Hon. Mbah Ndam—It will serve us greatly. For example, if I was to open my laptop, I will show you the world map for you to see how the world is fighting terrorism and that all indications of where terrorists are found are the concern of the world. Cameroon is not yet included because we had not yet ratified the conventions, as lazy as Biya is, one of the conventions dates to 1999, he has only sent it to us during this session because the shoe has pinched him. He thought that terrorism was an affair of other people. And we are not included in the realm of those who can seek international assistance in terms of fighting terrorism because we had no legislation for it. Times have changed, for us to fight that movement that is going up North, it will cost us a lot and this government is responsible because when we used to say that this country should developed equitably, they decided to concentrated resources only in certain areas. What is happening is that your illiterate brothers and sisters and the youths of the North who have been put under abject poverty; when you get into the Far North, you discover that fellow Cameroonians are living like animals. You find people whom all they own in their life are the small mat they hold in their hand that they can put somewhere and sleep. You find areas that they do not even know that they belong to Cameroon. But you have these big guns who come from there and parade here whereas the background is rottened. So when Boko Haram came and lured the people with a few francs, they have all drained into Boko Haram. And so we are fighting ourselves, we are fighting the children that we failed to educate. We are sending our army to go and kill or get killed by some us who have now joined Boko Haram. This fight can go on for years for it is not a conventional war, they are attacks by ambush. And for how long will that last; so if you don’t make laws that take care of terrorist movements like that so that it is a consummate; world action and assistance, this thing can destroy the whole of Cameroon.
News Watch—Are you saying with the voting of the law, Cameroon will now benefit foreign support in the fight against Boko Haram?

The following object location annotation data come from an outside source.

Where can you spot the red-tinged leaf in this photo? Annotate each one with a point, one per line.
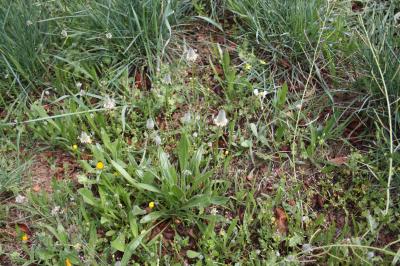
(281, 220)
(339, 160)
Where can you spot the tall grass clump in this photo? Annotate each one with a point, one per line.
(24, 45)
(121, 33)
(379, 48)
(288, 32)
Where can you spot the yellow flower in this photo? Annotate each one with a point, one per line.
(68, 262)
(25, 237)
(100, 166)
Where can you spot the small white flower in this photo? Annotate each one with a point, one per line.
(157, 140)
(64, 33)
(167, 79)
(109, 103)
(187, 117)
(150, 124)
(221, 119)
(191, 55)
(20, 199)
(85, 138)
(55, 210)
(214, 211)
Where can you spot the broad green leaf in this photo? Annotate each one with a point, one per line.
(131, 248)
(88, 196)
(119, 242)
(281, 95)
(198, 201)
(151, 188)
(124, 173)
(192, 254)
(183, 152)
(212, 22)
(151, 217)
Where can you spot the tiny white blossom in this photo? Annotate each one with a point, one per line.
(55, 210)
(157, 140)
(191, 55)
(64, 33)
(20, 199)
(221, 119)
(187, 117)
(150, 124)
(109, 103)
(85, 138)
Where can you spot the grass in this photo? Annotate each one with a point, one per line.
(274, 141)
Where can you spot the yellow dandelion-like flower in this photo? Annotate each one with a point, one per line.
(25, 237)
(68, 262)
(100, 166)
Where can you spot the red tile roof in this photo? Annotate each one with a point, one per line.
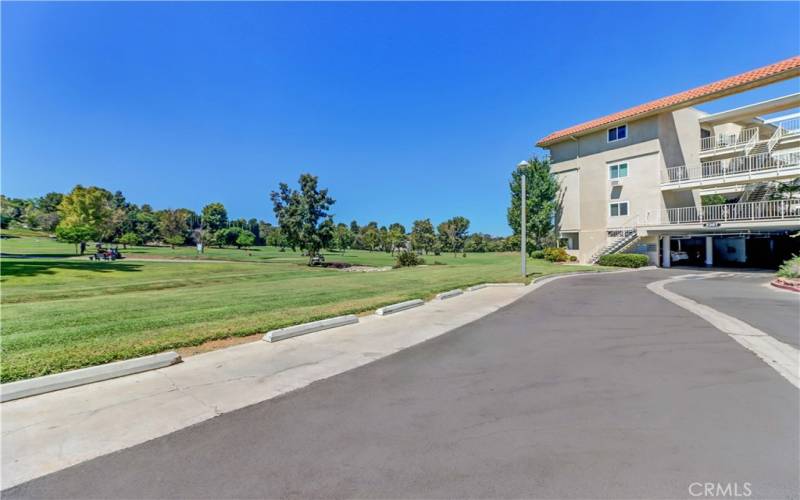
(779, 71)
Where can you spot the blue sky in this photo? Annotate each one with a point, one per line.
(404, 110)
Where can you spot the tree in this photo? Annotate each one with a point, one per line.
(215, 218)
(370, 236)
(245, 239)
(453, 232)
(343, 237)
(146, 224)
(397, 236)
(172, 226)
(423, 236)
(85, 215)
(49, 203)
(75, 234)
(228, 236)
(541, 189)
(327, 231)
(129, 239)
(477, 242)
(299, 214)
(275, 238)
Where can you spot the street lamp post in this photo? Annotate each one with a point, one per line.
(523, 226)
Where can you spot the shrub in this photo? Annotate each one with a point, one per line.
(407, 259)
(790, 268)
(623, 260)
(556, 254)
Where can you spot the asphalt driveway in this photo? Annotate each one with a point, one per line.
(588, 387)
(749, 297)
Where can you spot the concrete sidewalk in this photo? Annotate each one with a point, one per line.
(46, 433)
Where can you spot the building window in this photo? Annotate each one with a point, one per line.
(617, 171)
(618, 209)
(617, 133)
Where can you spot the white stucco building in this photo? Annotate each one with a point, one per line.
(683, 186)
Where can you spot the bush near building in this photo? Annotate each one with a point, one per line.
(623, 260)
(554, 254)
(408, 258)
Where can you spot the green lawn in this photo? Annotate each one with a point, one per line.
(63, 313)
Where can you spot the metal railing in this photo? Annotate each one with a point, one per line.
(627, 227)
(754, 211)
(722, 141)
(783, 129)
(733, 166)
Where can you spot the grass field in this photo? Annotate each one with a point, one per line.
(60, 312)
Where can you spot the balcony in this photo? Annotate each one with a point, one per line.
(762, 166)
(783, 129)
(774, 210)
(728, 141)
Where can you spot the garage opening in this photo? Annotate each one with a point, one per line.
(756, 250)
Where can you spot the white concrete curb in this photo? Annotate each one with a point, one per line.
(484, 285)
(780, 356)
(450, 294)
(400, 306)
(50, 383)
(314, 326)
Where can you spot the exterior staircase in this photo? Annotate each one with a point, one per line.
(757, 192)
(624, 237)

Hon. Mbah Ndam—Absolutely yes, the first benefit is international investigation. To be able to identify the culprits, the organizations, we need a police force that is better than the micro thing that we have in Cameroon. You must be able to go across borders and see how Boko Haram is linked to the other terrorist organizations and to Al-Qaeda, which we cannot do. Therefore at what point can you break the link in order to know to what extend you can fight. You need international cooperation, it is not that fanfare that you saw Biya and the rest go to France and see Hollande…it is far beyond that. Cameroonians shouldn’t become cowards for this law does not stop civil disobedience, it does not stop strikes. This law punishes terrorist acts and terrorist acts are known in the world. It is not because we will fight on the ballot box that somebody will be treated as a terrorist. It is not because we will fight as a result of somebody frauding at an election that you will be termed a terrorist. The law does not qualify to try such cases; those are electoral malpractices which are in the law not this law.
News Watch—So will you tell Cameroonians that this law has not come to mess their freedom?
Hon. Mbah Ndam—The law has come to stop the mess that Biya has created for us over 32 years and not to mess them.